Big

lecture 07
how does AI learn?
Gradient Descent (intuitions only)
+
style transfer with CreateML

new series of following lectures --
what i have learned from learning AI 🤓
all but hard maths 🤭

after today's lecture:
-- intuition about how to numberify AI learning process 🤑
-- intuition about the technique behind learning aka gradient descent 🏂
-- style transfer and how to train it using createML 🧑‍🎤

your turn:
--0. download a dataset of your interest from roboflow
--1. open CreateML and add train/val/test data folder into the data sources
--2. select transfer learning
--3. ❗️enter a smaller number of iteration (e.g. 1k)
--4. fire off the training!!!
--5. sketch a simple idea about an app using object detection models (1-3 sentences)

GAME SETTINGS 🎰
--1. environment: littel 2D creature living on a curve terrain 🗻
--2. objective: find the valley 🔻
--3. player control: moving along the X axis, left or right (direction)? how far (stepsize)?🕹️
--4. world mist: mostly unknown but some very local information
all we know is that we can feel the slope under out feet 🌫️

on the whiteboard:
answer 2: jackpot! 🥰
no slope means that we have reached the valley!!!
a gentle reminder: avoiding being omniscient in this game, we know it is the valley not because we can see it being the lowest point from outside the game world

on the whiteboard:
question 3: back to the start, now we know how to decide the direction but how about our step size?
the dangerous situation with big step size 🥾

on the whiteboard:
answer 3: a good strategy is that we should decrease our step size when the slope gets flatter

on whiteboard:
question 4: game level up! new terrain unlocked... 🔐
how can we know if we are at THE valley (if flat slope is all we are looking for) ??? 🥲

on the whiteboard:
BONUS 💰 question 1: start here and is there any chance we end up there (that is not a local minima) ?
hint: run simulations in your 🧠, follow the
"feel the slope -> decide the direction
-> pick a step size -> jump to the point
-> repeat"
process

on the whiteboard:
BONUS 💰 answer 1: barely possible
don't worry too much about the local maxima

on the whiteboard:
BONUS 💰 question 2: start here and is there any chance we end up there (that is not a local minima) ?
hint: run simulations in your 🧠, follow the
"feel the slope -> decide the direction
-> pick a step size -> jump to the point
-> repeat"
process

on the whiteboard:
BONUS 💰 answer 2: likely!!!
we could get trapped at the saddle point 🪤
what can we do?
larger step size helps us get carried over

SAME SETTINGS 🎰
--1. curve terrain 🗻: a loss function measuring distance between prediction and groudtruth

SAME SETTINGS 🎰
--3. player control 🕹️: adjust values of parameters in AI models by deciding how much to increase/decrease each param

SAME SETTINGS 🎰
--4. world mist 🌫️: we are agnostic of what parameter values would give the perfect solution
but we can compute the gradient (the slope) given current parameter values (under our feet)

SAME SETTINGS 🎰
--1. curve terrain 🗻: a loss function measuring distance between prediction and groudtruth
--2. objective 🔻: find the lowest loss point
--3. player control 🕹️: adjust values of parameters in AI models by deciding how much to increase/decrease each param
--4. world mist 🌫️: we are agnostic of what parameter values would give the perfect solution
but we can compute the gradient (the slope) given current parameter values (under our feet)

SAME TECHNIQUES 🍜
--1. use the slope (gradient) direction to infer what directions to adjust for each parameter
gradient: derivative, aka the slope
direction really just refer to the plain binary choice of "increase or decrease / + or - "

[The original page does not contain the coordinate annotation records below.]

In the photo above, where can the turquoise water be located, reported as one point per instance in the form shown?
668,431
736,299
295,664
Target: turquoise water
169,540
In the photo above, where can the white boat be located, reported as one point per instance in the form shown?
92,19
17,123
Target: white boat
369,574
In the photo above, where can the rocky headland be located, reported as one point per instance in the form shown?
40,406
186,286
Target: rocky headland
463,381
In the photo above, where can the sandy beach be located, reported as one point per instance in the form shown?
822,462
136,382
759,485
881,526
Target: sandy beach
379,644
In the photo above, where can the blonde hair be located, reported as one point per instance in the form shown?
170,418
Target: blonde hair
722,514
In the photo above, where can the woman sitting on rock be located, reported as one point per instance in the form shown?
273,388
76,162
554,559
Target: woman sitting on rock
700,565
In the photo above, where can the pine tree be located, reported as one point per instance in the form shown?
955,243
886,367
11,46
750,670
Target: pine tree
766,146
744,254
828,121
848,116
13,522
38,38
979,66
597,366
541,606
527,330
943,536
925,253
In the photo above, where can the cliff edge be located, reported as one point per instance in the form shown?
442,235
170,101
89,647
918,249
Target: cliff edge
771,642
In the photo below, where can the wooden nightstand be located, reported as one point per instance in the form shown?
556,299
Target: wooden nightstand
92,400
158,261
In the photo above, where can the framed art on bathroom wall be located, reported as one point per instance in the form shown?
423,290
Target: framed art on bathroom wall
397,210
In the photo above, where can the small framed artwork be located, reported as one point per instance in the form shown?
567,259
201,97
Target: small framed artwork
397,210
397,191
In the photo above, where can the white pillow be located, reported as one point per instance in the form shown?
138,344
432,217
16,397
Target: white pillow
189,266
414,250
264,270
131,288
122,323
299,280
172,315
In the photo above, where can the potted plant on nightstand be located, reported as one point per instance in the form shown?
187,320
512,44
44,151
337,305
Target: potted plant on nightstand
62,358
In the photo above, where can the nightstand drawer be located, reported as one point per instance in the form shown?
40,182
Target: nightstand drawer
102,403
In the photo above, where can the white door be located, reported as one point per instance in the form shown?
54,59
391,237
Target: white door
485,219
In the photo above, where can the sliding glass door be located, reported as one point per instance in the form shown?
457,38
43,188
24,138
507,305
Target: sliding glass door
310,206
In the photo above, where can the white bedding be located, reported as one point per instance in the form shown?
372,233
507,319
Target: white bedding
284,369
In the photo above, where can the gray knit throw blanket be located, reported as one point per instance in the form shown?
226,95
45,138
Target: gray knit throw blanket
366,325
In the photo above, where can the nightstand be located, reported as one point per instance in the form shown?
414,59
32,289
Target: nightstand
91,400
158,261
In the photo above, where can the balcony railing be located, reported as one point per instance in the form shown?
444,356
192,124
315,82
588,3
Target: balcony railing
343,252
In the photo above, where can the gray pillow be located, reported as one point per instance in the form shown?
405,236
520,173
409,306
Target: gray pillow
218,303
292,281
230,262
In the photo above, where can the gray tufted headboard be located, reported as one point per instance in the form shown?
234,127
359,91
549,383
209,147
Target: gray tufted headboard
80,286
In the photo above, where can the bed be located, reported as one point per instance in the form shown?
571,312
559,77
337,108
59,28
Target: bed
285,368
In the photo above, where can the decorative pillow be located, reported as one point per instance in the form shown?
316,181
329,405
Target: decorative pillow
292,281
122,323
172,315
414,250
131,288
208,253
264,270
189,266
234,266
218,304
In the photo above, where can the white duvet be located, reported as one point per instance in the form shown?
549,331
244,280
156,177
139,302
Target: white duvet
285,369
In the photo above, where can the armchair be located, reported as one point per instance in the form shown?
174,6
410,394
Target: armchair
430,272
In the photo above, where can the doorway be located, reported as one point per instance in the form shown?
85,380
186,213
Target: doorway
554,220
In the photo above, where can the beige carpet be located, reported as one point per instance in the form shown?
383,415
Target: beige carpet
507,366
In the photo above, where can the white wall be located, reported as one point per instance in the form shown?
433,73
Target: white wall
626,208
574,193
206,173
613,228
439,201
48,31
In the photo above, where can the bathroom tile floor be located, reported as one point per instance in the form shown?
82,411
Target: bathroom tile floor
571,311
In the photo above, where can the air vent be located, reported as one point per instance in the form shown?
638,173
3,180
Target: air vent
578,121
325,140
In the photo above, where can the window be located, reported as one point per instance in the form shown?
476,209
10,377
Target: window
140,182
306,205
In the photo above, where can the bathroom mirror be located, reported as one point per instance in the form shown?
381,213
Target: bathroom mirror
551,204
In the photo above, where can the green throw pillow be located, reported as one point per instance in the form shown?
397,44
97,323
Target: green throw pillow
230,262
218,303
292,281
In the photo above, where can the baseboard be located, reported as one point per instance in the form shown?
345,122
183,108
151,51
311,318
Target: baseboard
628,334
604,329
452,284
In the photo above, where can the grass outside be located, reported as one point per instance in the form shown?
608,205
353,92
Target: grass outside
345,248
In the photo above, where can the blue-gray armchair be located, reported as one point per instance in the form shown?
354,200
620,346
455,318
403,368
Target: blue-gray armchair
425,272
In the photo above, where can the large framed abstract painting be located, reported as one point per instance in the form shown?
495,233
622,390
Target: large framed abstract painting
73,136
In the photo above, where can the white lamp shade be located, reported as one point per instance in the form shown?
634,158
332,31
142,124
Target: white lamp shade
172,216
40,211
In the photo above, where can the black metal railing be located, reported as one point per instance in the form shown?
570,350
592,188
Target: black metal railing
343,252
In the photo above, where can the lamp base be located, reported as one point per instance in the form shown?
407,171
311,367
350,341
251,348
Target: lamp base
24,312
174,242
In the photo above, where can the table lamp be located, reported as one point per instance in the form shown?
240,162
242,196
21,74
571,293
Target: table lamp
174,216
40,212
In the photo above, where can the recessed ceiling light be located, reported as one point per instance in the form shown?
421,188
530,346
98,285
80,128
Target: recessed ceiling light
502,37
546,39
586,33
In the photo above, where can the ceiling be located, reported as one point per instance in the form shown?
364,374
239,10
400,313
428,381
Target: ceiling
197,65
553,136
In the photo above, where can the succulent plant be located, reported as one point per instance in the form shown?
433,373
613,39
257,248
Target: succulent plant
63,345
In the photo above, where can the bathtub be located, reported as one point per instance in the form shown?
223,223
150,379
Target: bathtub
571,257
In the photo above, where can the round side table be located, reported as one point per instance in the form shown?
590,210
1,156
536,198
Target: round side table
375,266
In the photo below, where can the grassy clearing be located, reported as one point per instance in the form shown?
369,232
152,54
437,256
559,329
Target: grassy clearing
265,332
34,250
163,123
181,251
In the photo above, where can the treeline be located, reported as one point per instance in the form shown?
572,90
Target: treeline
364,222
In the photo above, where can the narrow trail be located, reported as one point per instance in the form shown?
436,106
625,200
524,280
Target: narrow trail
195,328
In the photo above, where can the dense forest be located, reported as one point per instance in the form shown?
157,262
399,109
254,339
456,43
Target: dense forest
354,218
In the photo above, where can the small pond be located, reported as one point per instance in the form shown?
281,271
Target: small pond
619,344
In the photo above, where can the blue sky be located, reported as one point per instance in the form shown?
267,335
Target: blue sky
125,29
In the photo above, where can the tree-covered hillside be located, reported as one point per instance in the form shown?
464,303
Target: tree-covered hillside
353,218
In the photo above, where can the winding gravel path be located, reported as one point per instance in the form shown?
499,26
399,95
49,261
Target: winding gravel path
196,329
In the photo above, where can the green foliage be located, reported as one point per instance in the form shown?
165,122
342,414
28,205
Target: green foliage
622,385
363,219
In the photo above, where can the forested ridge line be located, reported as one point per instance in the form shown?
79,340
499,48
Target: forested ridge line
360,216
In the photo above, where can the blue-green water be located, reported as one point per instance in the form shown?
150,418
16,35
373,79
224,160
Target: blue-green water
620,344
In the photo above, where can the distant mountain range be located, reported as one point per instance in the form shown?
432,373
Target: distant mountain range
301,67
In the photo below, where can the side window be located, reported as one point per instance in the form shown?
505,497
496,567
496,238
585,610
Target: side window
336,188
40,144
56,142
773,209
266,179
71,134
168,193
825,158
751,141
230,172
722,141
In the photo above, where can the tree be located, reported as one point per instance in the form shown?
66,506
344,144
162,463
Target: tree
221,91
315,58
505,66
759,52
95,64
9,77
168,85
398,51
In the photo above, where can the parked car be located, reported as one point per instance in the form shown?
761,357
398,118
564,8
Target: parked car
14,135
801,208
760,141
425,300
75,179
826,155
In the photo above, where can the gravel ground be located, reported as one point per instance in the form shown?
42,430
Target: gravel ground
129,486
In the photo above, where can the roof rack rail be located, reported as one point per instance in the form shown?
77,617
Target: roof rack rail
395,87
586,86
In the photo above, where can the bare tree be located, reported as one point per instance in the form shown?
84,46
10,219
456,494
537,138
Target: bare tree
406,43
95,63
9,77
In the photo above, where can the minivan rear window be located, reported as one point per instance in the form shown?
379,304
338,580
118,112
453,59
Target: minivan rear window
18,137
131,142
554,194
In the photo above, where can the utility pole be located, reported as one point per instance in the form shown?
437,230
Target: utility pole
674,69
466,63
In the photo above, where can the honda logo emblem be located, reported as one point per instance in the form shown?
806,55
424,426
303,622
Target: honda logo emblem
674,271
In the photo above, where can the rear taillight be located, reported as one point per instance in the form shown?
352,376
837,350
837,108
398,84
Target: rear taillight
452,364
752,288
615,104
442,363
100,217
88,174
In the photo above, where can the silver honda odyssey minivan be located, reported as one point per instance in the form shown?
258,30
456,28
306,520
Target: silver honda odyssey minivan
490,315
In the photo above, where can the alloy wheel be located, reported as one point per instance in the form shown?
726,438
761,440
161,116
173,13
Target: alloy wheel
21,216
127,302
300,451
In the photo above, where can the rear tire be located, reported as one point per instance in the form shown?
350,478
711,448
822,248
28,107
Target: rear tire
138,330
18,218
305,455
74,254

SAME TECHNIQUES 🍜 --2. also use the slope (gradient) value as indicator of how close we are to a potential valley

SAME TECHNIQUES 🍜
--3. also use the slope (gradient) value to determine the step size of adjustment
step size: learning rate

SAME TECHNIQUES 🍜
--1. use the slope (gradient) direction to infer what directions to adjust for each parameter
direction really just refer to the plain binary choice of "increase or decrease / + or - "
--2. also use the slope (gradient) value as indicator of how close we are to a potential valley
--3. also use the slope (gradient) value to determine the step size of adjustment
step size: learning rate

SAME FINDINGS IMPLIED 🍜
-- mostly local minima
-- impossible global minima
-- no need to worry about local maxima
-- extra caution for saddle point (larger step size)

RECAP 1️⃣
numberify and rephrase the AI learning process:
minimizing loss (cost) function by adjusting parameter values

RECAP 2️⃣
after numberifying the problem setting, we can then apply some math trick called gradient descent
-- find the steepest decreasing direction
-- one gradient for one parameter

RECAP 3️⃣
we multiply the (minus) gradients with some learning rate to decide the adjustment values

let's watch some of this video together
to verify our intuitions
and to connect them with the practical process

another two jargons unlocked:
backpropagation: a gradients calculation scheme
optimizer: conventionally in python DL libraries, all these backprop/GD stuff are handled by an object called "optimizer"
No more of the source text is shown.